Apostávamos que naquelas idas à piscina os exercícios e a natação nos dariam belas formas, fazendo desaparecer a barriguinha e alguma gordurinha indiscreta que tanto nos preocupavam.
Mas não há bem que sempre dure.
A piscina não era como as de hoje, tratada e com muito luxo. A água entrava e saia naturalmente (vinha de algum riacho ou córrego) e era aproveitada para molhar o pomar e a horta.
O Dr. Santos, médico estudioso, descobriu que a piscina era um foco de Xistosomose.
Com grande tristeza interrompemos nosso passeio matutino: a nossa “Academia” estava condenada.
Até hoje eu me lembro, com saudade, daqueles serras e da fazenda tão bonita que desapareceu transformada hoje nos luxuosos Bairros: Melo, São Luiz e Ibituruna. Que Deus tome conta das nossas serras, conservando-as para o embelezamento da nossa cidade.

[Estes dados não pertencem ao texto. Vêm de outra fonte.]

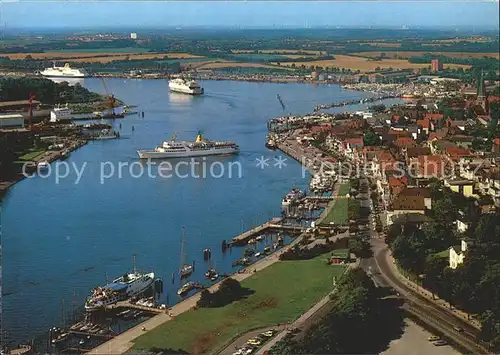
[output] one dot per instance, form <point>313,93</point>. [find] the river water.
<point>62,238</point>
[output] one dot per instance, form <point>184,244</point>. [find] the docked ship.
<point>185,86</point>
<point>64,72</point>
<point>183,149</point>
<point>292,197</point>
<point>127,286</point>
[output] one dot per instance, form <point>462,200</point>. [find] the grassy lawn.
<point>338,213</point>
<point>283,292</point>
<point>343,189</point>
<point>31,155</point>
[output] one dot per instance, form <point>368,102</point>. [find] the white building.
<point>11,121</point>
<point>457,254</point>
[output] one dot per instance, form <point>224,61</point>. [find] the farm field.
<point>405,55</point>
<point>366,65</point>
<point>98,56</point>
<point>207,329</point>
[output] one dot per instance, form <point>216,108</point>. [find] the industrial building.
<point>11,121</point>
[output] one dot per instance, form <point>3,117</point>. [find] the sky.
<point>161,14</point>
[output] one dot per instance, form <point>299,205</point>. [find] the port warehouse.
<point>11,121</point>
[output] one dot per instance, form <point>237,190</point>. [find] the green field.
<point>283,291</point>
<point>343,189</point>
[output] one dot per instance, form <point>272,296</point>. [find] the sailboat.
<point>185,269</point>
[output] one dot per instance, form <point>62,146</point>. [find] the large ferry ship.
<point>183,149</point>
<point>185,86</point>
<point>64,72</point>
<point>126,286</point>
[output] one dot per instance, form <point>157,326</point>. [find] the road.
<point>385,273</point>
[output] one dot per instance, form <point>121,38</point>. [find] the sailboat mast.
<point>133,264</point>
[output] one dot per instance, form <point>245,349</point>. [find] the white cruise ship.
<point>64,72</point>
<point>127,286</point>
<point>183,149</point>
<point>185,86</point>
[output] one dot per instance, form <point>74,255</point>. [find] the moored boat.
<point>184,149</point>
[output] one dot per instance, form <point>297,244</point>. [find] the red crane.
<point>30,102</point>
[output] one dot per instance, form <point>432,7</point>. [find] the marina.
<point>83,240</point>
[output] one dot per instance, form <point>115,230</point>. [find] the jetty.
<point>354,102</point>
<point>274,224</point>
<point>127,304</point>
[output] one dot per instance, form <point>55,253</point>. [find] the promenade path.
<point>124,342</point>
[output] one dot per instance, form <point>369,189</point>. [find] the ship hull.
<point>136,290</point>
<point>151,154</point>
<point>187,91</point>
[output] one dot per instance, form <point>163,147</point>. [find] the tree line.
<point>474,286</point>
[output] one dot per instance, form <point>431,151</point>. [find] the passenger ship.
<point>185,86</point>
<point>122,288</point>
<point>64,72</point>
<point>184,149</point>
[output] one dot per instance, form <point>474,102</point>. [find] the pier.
<point>274,224</point>
<point>127,304</point>
<point>353,102</point>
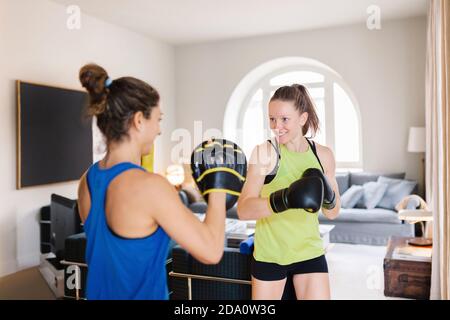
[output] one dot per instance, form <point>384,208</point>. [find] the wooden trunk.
<point>404,278</point>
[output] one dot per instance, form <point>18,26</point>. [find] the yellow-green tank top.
<point>293,235</point>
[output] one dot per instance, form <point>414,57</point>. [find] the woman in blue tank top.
<point>128,213</point>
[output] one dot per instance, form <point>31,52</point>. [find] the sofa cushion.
<point>372,195</point>
<point>396,191</point>
<point>376,215</point>
<point>359,178</point>
<point>343,181</point>
<point>351,197</point>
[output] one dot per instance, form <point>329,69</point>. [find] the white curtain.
<point>438,139</point>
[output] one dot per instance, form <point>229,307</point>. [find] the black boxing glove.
<point>329,196</point>
<point>219,166</point>
<point>305,193</point>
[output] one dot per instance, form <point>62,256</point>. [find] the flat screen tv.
<point>65,222</point>
<point>54,139</point>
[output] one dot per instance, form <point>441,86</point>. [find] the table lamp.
<point>415,216</point>
<point>175,175</point>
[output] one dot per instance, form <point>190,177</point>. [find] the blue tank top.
<point>121,268</point>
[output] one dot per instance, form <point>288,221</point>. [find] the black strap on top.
<point>273,173</point>
<point>312,144</point>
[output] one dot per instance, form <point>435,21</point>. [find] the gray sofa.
<point>355,225</point>
<point>366,226</point>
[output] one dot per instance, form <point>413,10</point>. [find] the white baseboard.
<point>7,268</point>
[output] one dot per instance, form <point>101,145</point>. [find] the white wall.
<point>36,46</point>
<point>384,68</point>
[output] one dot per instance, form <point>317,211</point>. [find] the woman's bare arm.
<point>250,205</point>
<point>329,166</point>
<point>203,240</point>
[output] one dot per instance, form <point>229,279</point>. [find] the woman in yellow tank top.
<point>287,240</point>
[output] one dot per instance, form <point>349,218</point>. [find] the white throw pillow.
<point>351,196</point>
<point>373,193</point>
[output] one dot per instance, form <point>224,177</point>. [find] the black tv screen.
<point>65,222</point>
<point>54,139</point>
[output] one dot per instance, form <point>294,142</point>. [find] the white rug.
<point>356,272</point>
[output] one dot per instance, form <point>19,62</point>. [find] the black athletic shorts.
<point>267,271</point>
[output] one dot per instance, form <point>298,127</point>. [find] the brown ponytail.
<point>299,95</point>
<point>114,102</point>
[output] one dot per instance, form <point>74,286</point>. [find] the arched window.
<point>246,118</point>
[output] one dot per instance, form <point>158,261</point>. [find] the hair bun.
<point>92,78</point>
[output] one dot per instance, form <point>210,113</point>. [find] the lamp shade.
<point>416,139</point>
<point>175,174</point>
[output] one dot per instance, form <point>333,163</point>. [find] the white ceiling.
<point>191,21</point>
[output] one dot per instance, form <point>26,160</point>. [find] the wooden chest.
<point>405,278</point>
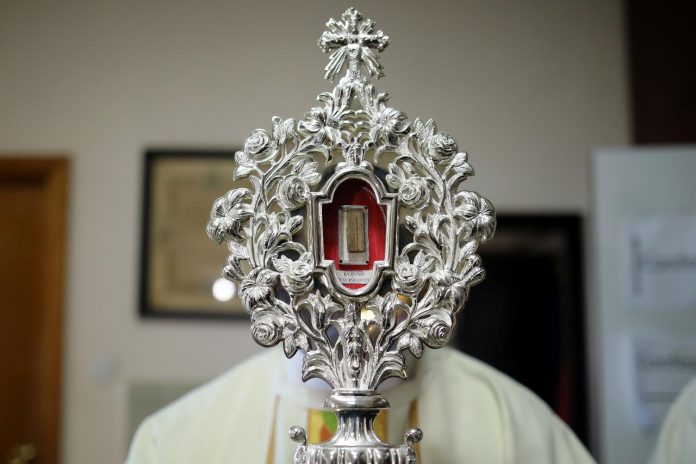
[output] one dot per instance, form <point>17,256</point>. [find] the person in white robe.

(N. da Redação: Ruth Tupinambá Graça, de 94 anos, é atualmente a mais importante memorialista de M. Claros. Nasceu aqui, viveu aqui, e conta as histórias da cidade com uma leveza que a distingue de todos, ao mesmo tempo em que é reconhecida pelo rigor e pela qualidade da sua memória. Mantém-se extraordinariamente ativa, viajando por toda parte, cuidando de filhos, netos e bisnetos, sem descuidar dos escritos que invariavelmente contemplam a sua cidade de criança, um burgo de não mais que 3 mil habitantes, no início do século passado. É merecidamente reverenciada por muitos como a Cora Coralina de Montes Claros, pelo alto, limpo e espontâneo lirismo de suas narrativas).